We would talk on Skype in the early afternoon, while she was having breakfast in her Washington flat and I was already at my 5th coffee in my Brussels bureau. It lasted a few months before I realized I had started to regularly postpone sessions, making up excuses not to talk to her and cutting short our weekly 60 minutes. I don’t remember the details but at some point I figured out she kept dishing out nice-sounding phrases like those I receive on my Facebook newsfeed from Arianna Huffington. Stuff like “Live, Love, Laugh” or “Resentment is your first enemy in life”. First I stopped taking notes and then I stopped talking to her altogether.
There’s one thing I still remember, though. She talked me about famous people who had to disappoint their circle of friends and family in order to become who they were and to leave their mark. She cited Gandhi and, while reading his biography, I felt confused to learn that he practically obliged his wife and children to live in extreme poverty in order to conform to his own ideals.
What about selflessness?, I thought. Didn’t everybody tell me all the time that one should put others first, doing everything to procure happiness at every cost, even one’s own sorrow?
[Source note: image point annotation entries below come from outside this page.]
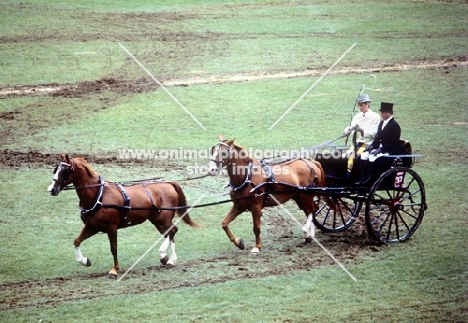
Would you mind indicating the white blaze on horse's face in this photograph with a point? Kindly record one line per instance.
(219, 155)
(213, 164)
(58, 184)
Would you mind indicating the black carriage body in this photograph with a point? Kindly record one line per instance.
(394, 197)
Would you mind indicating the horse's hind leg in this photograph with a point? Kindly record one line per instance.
(85, 233)
(233, 213)
(112, 235)
(166, 228)
(306, 203)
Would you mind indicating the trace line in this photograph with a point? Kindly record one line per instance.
(162, 86)
(313, 237)
(313, 85)
(160, 238)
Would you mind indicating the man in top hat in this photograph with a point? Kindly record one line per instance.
(365, 125)
(386, 142)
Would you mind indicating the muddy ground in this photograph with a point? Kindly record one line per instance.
(284, 252)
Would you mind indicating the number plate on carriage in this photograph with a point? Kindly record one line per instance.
(399, 180)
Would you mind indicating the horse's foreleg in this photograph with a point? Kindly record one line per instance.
(173, 257)
(163, 251)
(256, 217)
(309, 229)
(112, 235)
(233, 213)
(86, 232)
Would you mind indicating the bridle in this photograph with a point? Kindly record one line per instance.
(66, 172)
(220, 163)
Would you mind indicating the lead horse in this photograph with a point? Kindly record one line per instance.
(106, 207)
(255, 185)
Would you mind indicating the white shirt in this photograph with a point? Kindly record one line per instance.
(369, 121)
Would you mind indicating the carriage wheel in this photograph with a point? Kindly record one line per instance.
(395, 205)
(338, 219)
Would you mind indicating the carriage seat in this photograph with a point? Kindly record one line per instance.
(406, 146)
(407, 161)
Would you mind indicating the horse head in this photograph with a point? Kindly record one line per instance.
(221, 155)
(63, 175)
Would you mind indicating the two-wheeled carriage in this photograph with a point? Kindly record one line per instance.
(394, 199)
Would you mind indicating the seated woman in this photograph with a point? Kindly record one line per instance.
(386, 142)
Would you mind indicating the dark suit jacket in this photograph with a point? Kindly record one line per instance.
(389, 138)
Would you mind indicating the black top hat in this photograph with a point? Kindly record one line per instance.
(386, 107)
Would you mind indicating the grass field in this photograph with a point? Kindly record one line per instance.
(68, 86)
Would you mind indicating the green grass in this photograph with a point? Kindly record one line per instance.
(62, 42)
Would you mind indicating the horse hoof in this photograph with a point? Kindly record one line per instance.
(255, 251)
(164, 260)
(240, 244)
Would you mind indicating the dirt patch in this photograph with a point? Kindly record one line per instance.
(130, 87)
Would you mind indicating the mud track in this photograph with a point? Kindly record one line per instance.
(126, 87)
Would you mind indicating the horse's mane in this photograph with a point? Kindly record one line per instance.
(82, 163)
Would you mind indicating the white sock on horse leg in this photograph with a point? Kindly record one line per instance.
(163, 248)
(79, 257)
(173, 257)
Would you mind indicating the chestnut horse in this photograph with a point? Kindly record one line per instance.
(107, 206)
(253, 183)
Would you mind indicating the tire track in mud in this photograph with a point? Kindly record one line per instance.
(144, 85)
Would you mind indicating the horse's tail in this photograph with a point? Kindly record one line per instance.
(322, 182)
(183, 202)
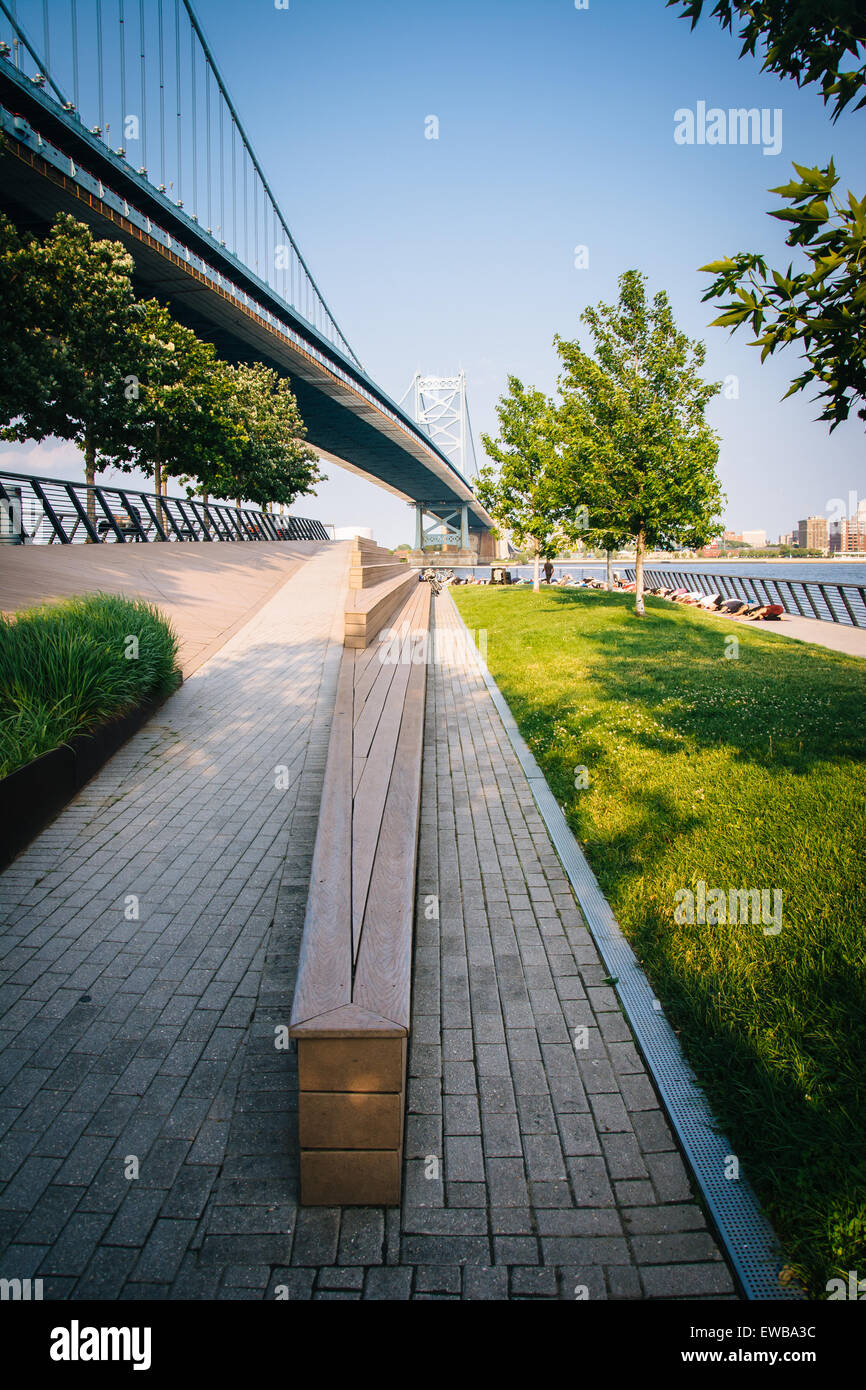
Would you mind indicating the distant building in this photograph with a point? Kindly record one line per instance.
(813, 534)
(852, 534)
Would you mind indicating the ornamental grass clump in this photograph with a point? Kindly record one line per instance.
(68, 667)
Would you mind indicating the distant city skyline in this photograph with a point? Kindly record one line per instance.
(460, 203)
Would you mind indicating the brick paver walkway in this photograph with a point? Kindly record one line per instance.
(533, 1168)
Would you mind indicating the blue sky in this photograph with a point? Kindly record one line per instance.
(556, 129)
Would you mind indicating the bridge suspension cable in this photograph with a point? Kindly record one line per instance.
(93, 50)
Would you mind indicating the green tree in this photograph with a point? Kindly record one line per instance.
(635, 442)
(820, 307)
(802, 39)
(25, 350)
(523, 492)
(270, 459)
(82, 317)
(182, 412)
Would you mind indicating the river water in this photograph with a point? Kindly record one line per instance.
(826, 571)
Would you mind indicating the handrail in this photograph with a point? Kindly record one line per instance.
(827, 602)
(39, 510)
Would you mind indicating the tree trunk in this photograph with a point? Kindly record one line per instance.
(91, 474)
(638, 573)
(157, 488)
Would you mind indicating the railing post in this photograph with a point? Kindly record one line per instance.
(97, 494)
(206, 534)
(82, 513)
(153, 516)
(134, 516)
(808, 592)
(844, 598)
(49, 510)
(793, 592)
(831, 610)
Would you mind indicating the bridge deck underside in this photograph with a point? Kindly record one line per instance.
(339, 421)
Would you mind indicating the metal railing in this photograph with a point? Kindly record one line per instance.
(42, 510)
(802, 598)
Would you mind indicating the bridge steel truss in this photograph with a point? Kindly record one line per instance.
(42, 510)
(54, 161)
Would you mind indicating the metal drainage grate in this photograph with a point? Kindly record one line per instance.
(741, 1226)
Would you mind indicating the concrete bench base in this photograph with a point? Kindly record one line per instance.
(352, 1002)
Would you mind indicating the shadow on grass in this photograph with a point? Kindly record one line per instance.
(774, 1026)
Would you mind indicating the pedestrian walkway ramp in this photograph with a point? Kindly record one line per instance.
(352, 1002)
(207, 591)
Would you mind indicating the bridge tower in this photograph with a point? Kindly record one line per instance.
(439, 406)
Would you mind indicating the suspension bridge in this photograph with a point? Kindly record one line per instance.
(117, 113)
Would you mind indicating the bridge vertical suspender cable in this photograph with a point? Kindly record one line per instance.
(177, 82)
(195, 134)
(75, 53)
(123, 77)
(161, 99)
(143, 131)
(99, 66)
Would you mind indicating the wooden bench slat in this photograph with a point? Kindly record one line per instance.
(382, 975)
(324, 972)
(371, 794)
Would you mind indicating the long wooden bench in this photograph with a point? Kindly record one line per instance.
(352, 1000)
(370, 563)
(370, 610)
(378, 588)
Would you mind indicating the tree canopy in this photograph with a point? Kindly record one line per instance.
(806, 41)
(84, 360)
(521, 492)
(822, 306)
(635, 445)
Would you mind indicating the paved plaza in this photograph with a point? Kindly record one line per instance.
(149, 944)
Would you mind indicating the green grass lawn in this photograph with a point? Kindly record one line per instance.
(64, 670)
(742, 773)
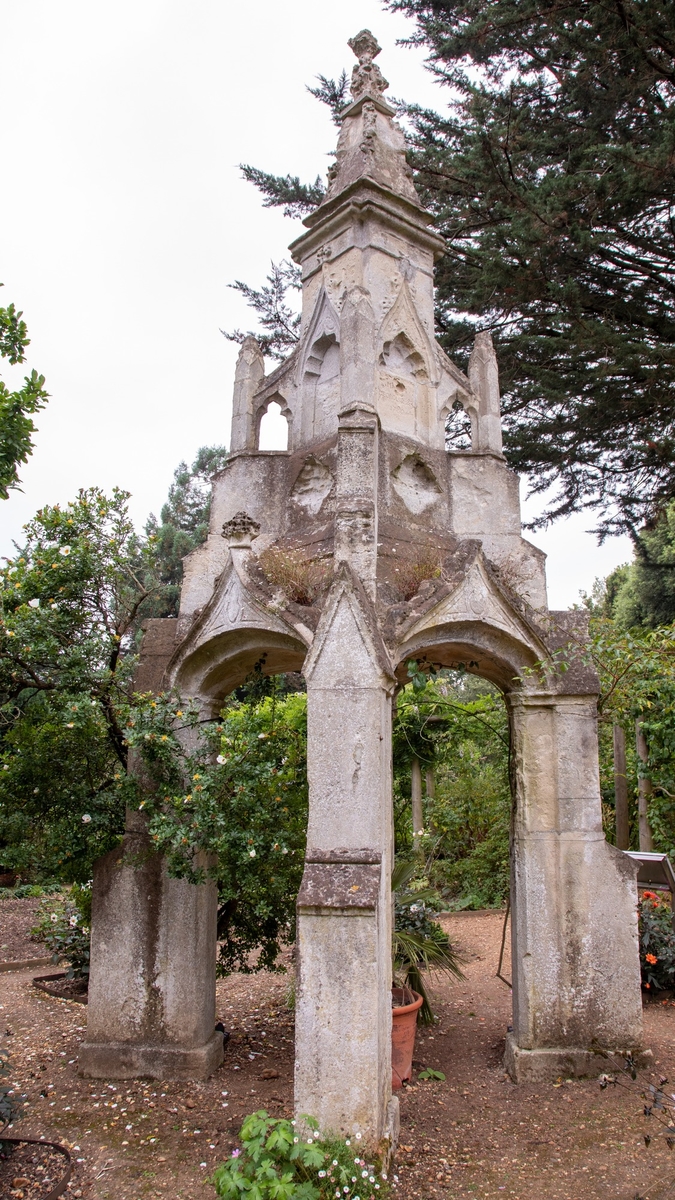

I have practiced selflessness as a mantra since I can remember. I was born with broad shoulders and a sense of humour, plus the intimate belief that anything in the world will look brighter after a brisk walk and a favourite drink. I am lucky for this. So lucky I always thought it was my mission to alleviate other people’s burdens. Boyfriend break-up? I am there. Monstrous boss? Come to see me tonight. Baby blues? There in 10 minutes with ice-cream. A row with your husband? You can stay the night, I’ll make you breakfast tomorrow.
In my twisted logic, other people’s issues and circumstances are definitely, always, more important than my everyday routine. At the age of 35, I start to ask myself when I will be able to put limits to this.
I was looking at my agenda the other day and I was scared. Beside my mother-and-wife usual duties my days are punctuated by meetings with people I don’t even like that much (let’s say, I like 50% of them), to talk and go over issues that don’t even have the slightest impact on my own life.
I can’t resist the opportunity to give out a hand, some of my time and a listening ear to people in distress. Unfortunately – and quite predictably – it seems to work only one way.
How one becomes selfish? Is there a way to learn to do that? Or to say NO? A clear, loud and unmistakable NO?
I am taking lessons here. Teach me how to get rid of selflessness and regain control of my time without the guilt. Please.